Norman Seabrook: At the end of the day shouldn't the question be, "Why didn't these individuals receive their medication, so they wouldn't attack a correction officer?" If you're talking about an inmate that has a mental health problem then certainly something set this person off.

Seabrook says it's not just an issue of the mentally ill. Rikers is a dangerous place and many of his officers are assaulted every year.

Seabrook wanted to show us the conditions his officers have to contend with. But when he took us out to Rikers, Department of Correction staffers stopped us from going inside with our cameras to see the problems Seabrook is talking about.

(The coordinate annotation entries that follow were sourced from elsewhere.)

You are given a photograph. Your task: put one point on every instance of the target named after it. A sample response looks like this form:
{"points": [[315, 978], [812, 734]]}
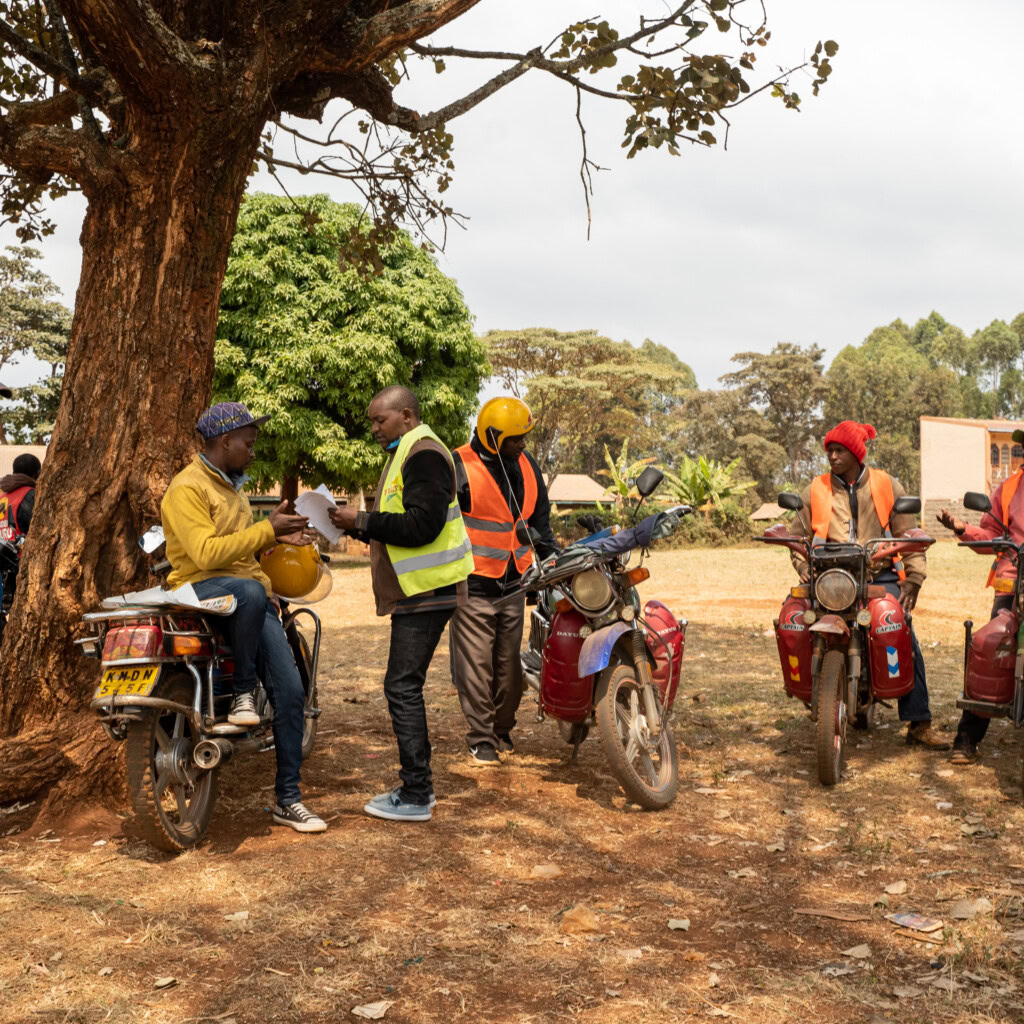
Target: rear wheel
{"points": [[832, 718], [173, 799], [647, 769]]}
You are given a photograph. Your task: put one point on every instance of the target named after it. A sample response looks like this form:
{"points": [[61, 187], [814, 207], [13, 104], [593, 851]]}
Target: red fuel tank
{"points": [[796, 645], [669, 663], [990, 663], [890, 651], [564, 694]]}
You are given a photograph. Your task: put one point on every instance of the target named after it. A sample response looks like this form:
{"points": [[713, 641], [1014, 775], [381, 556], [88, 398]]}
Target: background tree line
{"points": [[305, 338]]}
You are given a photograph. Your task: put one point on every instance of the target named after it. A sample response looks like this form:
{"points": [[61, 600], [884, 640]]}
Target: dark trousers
{"points": [[485, 637], [973, 727], [258, 642], [913, 706], [414, 640]]}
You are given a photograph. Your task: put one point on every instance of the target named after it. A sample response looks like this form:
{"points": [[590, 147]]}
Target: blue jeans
{"points": [[414, 640], [913, 707], [257, 640]]}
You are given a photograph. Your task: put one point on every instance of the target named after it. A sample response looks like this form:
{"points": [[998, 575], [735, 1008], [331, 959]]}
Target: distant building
{"points": [[964, 455]]}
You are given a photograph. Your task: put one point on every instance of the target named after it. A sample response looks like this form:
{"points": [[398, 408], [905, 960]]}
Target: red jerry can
{"points": [[669, 663], [890, 650], [795, 647], [990, 663], [564, 693]]}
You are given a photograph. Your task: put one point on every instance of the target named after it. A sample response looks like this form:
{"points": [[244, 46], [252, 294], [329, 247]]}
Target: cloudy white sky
{"points": [[895, 192]]}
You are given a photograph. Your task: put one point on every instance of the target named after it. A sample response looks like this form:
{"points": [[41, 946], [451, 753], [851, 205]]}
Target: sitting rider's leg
{"points": [[242, 632], [276, 668]]}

This is as far as we got - walking around the perimeter of one of the buildings with him. We wanted to talk to the commissioner of the Corrections Department about the problems at Rikers, but our three scheduled interviews all were postponed.

The city recently initiated a number of policy changes, like installing more cameras and reducing the use of solitary confinement. A federal monitor was appointed to insure the reforms are implemented. U.S. Attorney Bharara is going to hold the city to it.

Bill Whitaker: Is there a decrease in violence?

Preet Bharara: You know, it remains to be seen how much that decrease will be over time. I think the training will take some time and is happening as we speak.

Bill Whitaker: It's taken some time to build up this culture of violence.

Preet Bharara: Yes, it has.

Bill Whitaker: How long do you think it will take to unravel it?

Preet Bharara: I'm not gonna put a clock on it, but I will say that we're-- we're impatient people, and we like to see results, that's why we got involved in the first place.